Manusia Bijak dan Mapan Spiritualitas, Faham Akan Takdir

Bagikan

Share on facebook
Share on twitter
Share on whatsapp
Share on telegram
Share on pinterest
AKBP Dr. Dewa Wijaya bersama keluarga saat perayaan ulang tahun putri sulungnya Dewa Ayu Padma Wijaya

AL IQRO’ Ampenan – “Setiap detik usia manusia bertambah. Setiap detik pula sisa usia manusia berkurang. Sampai akhirnya sisa usia tersebut akan habis dan bermuara pada kembalinya manusia kepada Sang Pencipta,”kalimat tersebut mengawali percakapan bernuansa filosofis yang dilontarkan Dr. Dewa Wijaya pada suatu kesempatan, disela perayaan ulang tahun putri sulungnya Dewa Ayu Padma Wijaya di Jakarta, Kamis (29/6).
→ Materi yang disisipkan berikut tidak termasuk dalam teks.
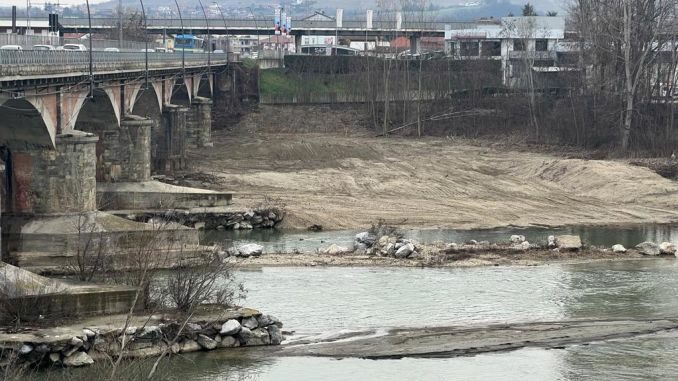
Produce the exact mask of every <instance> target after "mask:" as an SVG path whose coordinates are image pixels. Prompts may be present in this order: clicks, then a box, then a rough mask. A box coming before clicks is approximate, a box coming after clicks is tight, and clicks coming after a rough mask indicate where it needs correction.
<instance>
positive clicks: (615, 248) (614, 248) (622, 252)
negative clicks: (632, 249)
mask: <svg viewBox="0 0 678 381" xmlns="http://www.w3.org/2000/svg"><path fill="white" fill-rule="evenodd" d="M612 252H613V253H626V248H625V247H624V245H619V244H617V245H614V246H612Z"/></svg>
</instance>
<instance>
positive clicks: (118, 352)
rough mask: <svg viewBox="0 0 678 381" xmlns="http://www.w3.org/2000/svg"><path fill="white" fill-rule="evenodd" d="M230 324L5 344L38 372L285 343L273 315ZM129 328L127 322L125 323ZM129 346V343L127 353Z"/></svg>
mask: <svg viewBox="0 0 678 381" xmlns="http://www.w3.org/2000/svg"><path fill="white" fill-rule="evenodd" d="M230 315H231V316H230V317H229V318H224V319H221V320H217V321H197V322H191V323H188V324H186V326H185V327H184V329H183V330H182V331H181V333H180V334H179V337H178V339H177V340H176V342H175V343H174V344H172V345H171V346H170V347H169V348H168V342H169V343H171V342H173V341H174V340H173V339H174V338H175V337H176V335H177V333H178V332H179V330H180V329H181V326H182V322H180V321H176V320H174V321H165V322H162V323H159V324H157V325H146V326H144V327H127V329H122V328H117V329H111V328H97V327H88V328H85V329H83V330H82V332H81V333H80V334H77V335H76V336H70V337H67V336H66V335H62V336H63V339H59V336H57V337H56V339H55V338H54V337H51V338H50V337H46V338H42V337H40V336H39V335H35V340H33V341H32V342H15V343H6V342H5V343H3V346H4V347H5V348H6V349H8V350H12V349H13V350H14V351H15V352H16V354H17V358H18V360H19V362H20V363H24V364H32V365H36V366H42V365H44V366H54V365H62V366H66V367H79V366H85V365H91V364H93V363H94V362H95V361H100V360H103V361H108V359H110V358H115V357H117V356H118V355H119V354H120V351H121V350H124V353H125V357H126V358H145V357H151V356H159V355H160V354H162V353H163V352H164V351H166V350H167V351H168V352H169V353H187V352H196V351H201V350H203V351H210V350H213V349H217V348H235V347H245V346H263V345H279V344H280V343H281V342H282V341H283V335H282V331H281V328H282V323H281V322H280V320H278V319H277V318H275V317H274V316H271V315H263V314H261V313H259V312H258V311H256V310H251V309H246V308H243V309H240V310H238V311H237V312H236V313H234V314H230ZM123 323H124V321H123ZM123 340H124V342H125V346H124V348H122V343H123Z"/></svg>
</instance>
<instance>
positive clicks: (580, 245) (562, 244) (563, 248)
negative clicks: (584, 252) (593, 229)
mask: <svg viewBox="0 0 678 381" xmlns="http://www.w3.org/2000/svg"><path fill="white" fill-rule="evenodd" d="M555 243H556V247H557V248H558V249H560V250H579V249H581V247H582V244H581V238H580V237H579V236H578V235H559V236H557V237H556V239H555Z"/></svg>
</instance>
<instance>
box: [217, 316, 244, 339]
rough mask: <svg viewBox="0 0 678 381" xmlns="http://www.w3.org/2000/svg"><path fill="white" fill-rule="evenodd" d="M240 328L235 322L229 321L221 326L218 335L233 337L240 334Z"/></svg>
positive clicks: (239, 326)
mask: <svg viewBox="0 0 678 381" xmlns="http://www.w3.org/2000/svg"><path fill="white" fill-rule="evenodd" d="M241 328H242V326H241V325H240V323H239V322H238V321H237V320H235V319H230V320H228V321H227V322H225V323H224V324H222V325H221V331H219V334H220V335H221V336H231V335H235V334H236V333H238V332H240V329H241Z"/></svg>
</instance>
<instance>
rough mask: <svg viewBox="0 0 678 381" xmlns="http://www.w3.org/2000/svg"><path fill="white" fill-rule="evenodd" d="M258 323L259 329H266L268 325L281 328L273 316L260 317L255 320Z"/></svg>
mask: <svg viewBox="0 0 678 381" xmlns="http://www.w3.org/2000/svg"><path fill="white" fill-rule="evenodd" d="M257 321H258V322H259V327H262V328H264V327H268V326H269V325H277V326H278V328H282V323H281V322H280V320H278V318H277V317H275V316H273V315H261V316H259V317H258V318H257Z"/></svg>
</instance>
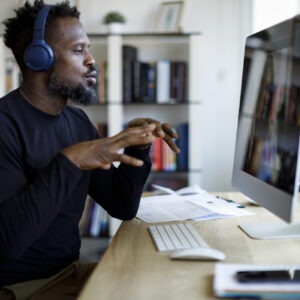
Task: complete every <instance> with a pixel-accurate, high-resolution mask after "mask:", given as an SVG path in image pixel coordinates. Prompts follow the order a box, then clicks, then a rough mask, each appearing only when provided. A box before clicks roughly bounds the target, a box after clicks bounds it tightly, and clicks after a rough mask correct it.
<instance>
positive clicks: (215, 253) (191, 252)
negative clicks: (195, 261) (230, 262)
mask: <svg viewBox="0 0 300 300" xmlns="http://www.w3.org/2000/svg"><path fill="white" fill-rule="evenodd" d="M170 258H171V259H181V260H224V259H225V254H224V253H223V252H222V251H219V250H217V249H213V248H192V249H181V250H175V251H172V252H171V253H170Z"/></svg>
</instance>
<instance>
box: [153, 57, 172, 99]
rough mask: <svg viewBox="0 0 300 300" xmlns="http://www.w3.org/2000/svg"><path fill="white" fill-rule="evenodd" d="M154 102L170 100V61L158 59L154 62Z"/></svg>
mask: <svg viewBox="0 0 300 300" xmlns="http://www.w3.org/2000/svg"><path fill="white" fill-rule="evenodd" d="M156 102H157V103H168V102H170V61H168V60H159V61H158V62H157V63H156Z"/></svg>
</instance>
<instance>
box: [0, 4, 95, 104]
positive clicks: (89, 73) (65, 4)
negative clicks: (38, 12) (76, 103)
mask: <svg viewBox="0 0 300 300" xmlns="http://www.w3.org/2000/svg"><path fill="white" fill-rule="evenodd" d="M44 5H45V4H44V2H43V0H36V1H35V2H34V4H30V3H28V2H26V3H25V4H24V6H22V7H20V8H19V9H17V10H15V13H16V16H15V17H14V18H10V19H7V20H5V21H4V22H3V23H4V25H5V27H6V30H5V33H4V43H5V45H6V46H7V47H9V48H10V49H11V50H12V52H13V54H14V56H15V58H16V61H17V63H18V64H19V67H20V69H21V72H22V74H23V78H24V80H26V78H28V77H32V75H35V74H33V73H32V72H35V71H32V70H30V68H28V66H26V64H25V63H24V59H23V57H24V52H25V50H26V48H27V47H28V45H30V44H31V43H32V39H33V31H34V30H33V29H34V22H35V20H36V16H37V14H38V12H39V11H40V10H41V8H42V7H44ZM44 38H45V42H46V43H47V44H48V45H49V46H50V47H51V49H52V51H53V54H54V62H53V64H52V66H51V67H50V69H49V70H47V71H42V72H38V73H40V74H41V75H40V77H41V76H43V78H46V80H47V85H46V88H47V89H49V92H50V93H57V94H59V95H61V96H62V97H63V98H64V99H66V100H67V99H71V100H73V101H75V102H80V103H90V102H93V101H94V100H95V99H96V92H95V76H96V74H95V73H96V69H95V62H94V59H93V57H92V56H91V54H90V52H89V47H90V43H89V39H88V37H87V35H86V32H85V30H84V28H83V26H82V24H81V23H80V21H79V12H78V11H77V9H76V7H71V6H70V5H69V2H68V1H64V2H61V3H58V4H56V5H53V6H51V9H50V11H49V14H48V15H47V19H46V24H45V34H44ZM33 77H34V76H33Z"/></svg>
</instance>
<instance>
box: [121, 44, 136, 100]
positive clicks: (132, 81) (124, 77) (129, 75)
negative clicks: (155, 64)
mask: <svg viewBox="0 0 300 300" xmlns="http://www.w3.org/2000/svg"><path fill="white" fill-rule="evenodd" d="M137 60H138V49H137V48H136V47H134V46H131V45H123V47H122V73H123V102H124V103H130V102H132V101H133V80H134V77H133V76H134V75H133V68H134V62H136V61H137Z"/></svg>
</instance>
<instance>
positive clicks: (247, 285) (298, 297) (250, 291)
mask: <svg viewBox="0 0 300 300" xmlns="http://www.w3.org/2000/svg"><path fill="white" fill-rule="evenodd" d="M299 268H300V266H299V265H293V266H292V265H258V264H230V263H217V264H216V265H215V275H214V282H213V289H214V293H215V295H216V296H218V297H230V298H232V297H241V298H248V297H249V298H255V299H285V298H288V299H300V282H281V283H278V282H277V283H276V282H275V283H274V282H264V283H241V282H239V281H238V280H237V279H236V273H237V272H238V271H246V270H247V271H249V270H255V271H260V270H288V271H290V270H292V269H299Z"/></svg>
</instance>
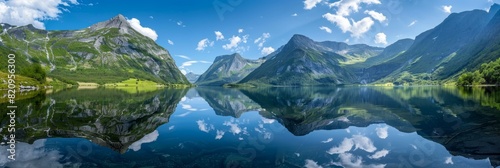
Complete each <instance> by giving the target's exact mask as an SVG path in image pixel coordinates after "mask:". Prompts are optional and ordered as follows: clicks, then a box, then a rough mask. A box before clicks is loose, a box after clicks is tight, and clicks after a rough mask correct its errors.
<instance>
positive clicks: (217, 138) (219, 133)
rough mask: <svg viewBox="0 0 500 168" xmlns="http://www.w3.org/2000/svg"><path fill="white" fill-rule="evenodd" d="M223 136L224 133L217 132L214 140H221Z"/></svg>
mask: <svg viewBox="0 0 500 168" xmlns="http://www.w3.org/2000/svg"><path fill="white" fill-rule="evenodd" d="M223 136H224V131H221V130H217V135H216V136H215V139H222V137H223Z"/></svg>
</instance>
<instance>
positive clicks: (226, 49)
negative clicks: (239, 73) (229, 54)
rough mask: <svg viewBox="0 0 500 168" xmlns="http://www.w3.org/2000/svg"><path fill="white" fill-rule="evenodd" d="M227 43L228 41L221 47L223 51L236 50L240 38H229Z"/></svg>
mask: <svg viewBox="0 0 500 168" xmlns="http://www.w3.org/2000/svg"><path fill="white" fill-rule="evenodd" d="M229 41H230V43H229V44H225V45H223V46H222V48H224V49H225V50H230V49H233V48H237V47H238V45H239V44H240V43H241V38H240V36H233V37H231V38H229Z"/></svg>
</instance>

Dewa yang dikenal cukup akrab dengan lingkungan para pemuka berbagai Agama dan kepercayaan itu, familiar dengan berbagai bentuk pemahaman yang berkaitan dengan filosofi kehidupan. Menurutnya berbagai referensi dari sejumlah keyakinan yang dianut manusia, menyebutkan berbagai hal baik mengenai pemahaman tentang akhir dari kehidupan manusia.

“Takdir manusia adalah berpulang. Sehebat apapun manusia, sekuasa apapun dia bahkan sesakti apapun ilmu yang dimilikinya. Jika takdir itu datang, manusia yang bijak dan mapan spiritualitasnya. Justru akan melepasakan segalanya,” sambung Dewa yang kesehariannya diabdikan sebagai prajurit penegak hukum pada institusi Bhayangkara di Jakarta itu.

Dewa secara jelas menyebutkan bahwa semua yang dimiliki manusia dalam hidupnya, sangat tidak layak untuk membuatnya tidak menyukai tahap akhir dari kehidupan tersebut. Meskipun manusia tersebut memiliki berbagai kemampuan bahkan kedigdayaan, yang membuatnya seakan berada pada tingkat yang berjarak jauh dari akhir kehidupan.

“Manusia yang bijak dan mapan spiritualitasnya, justru akan melepasakan segalanya. Termasuk aji jaya kawijayan yang dimilikinya, lalu memenuhi ketetapan itu,” sambung Perwira berpangkat melati dua dan bergelar Doktor hukum tersebut.

Menurutnya semakin tinggi kemampuan dan pengetahuan serta kedigdayaan seseorang, seharusnya membuatnya semakin mampu dan siap untuk menerima kedatangan proses akhir itu.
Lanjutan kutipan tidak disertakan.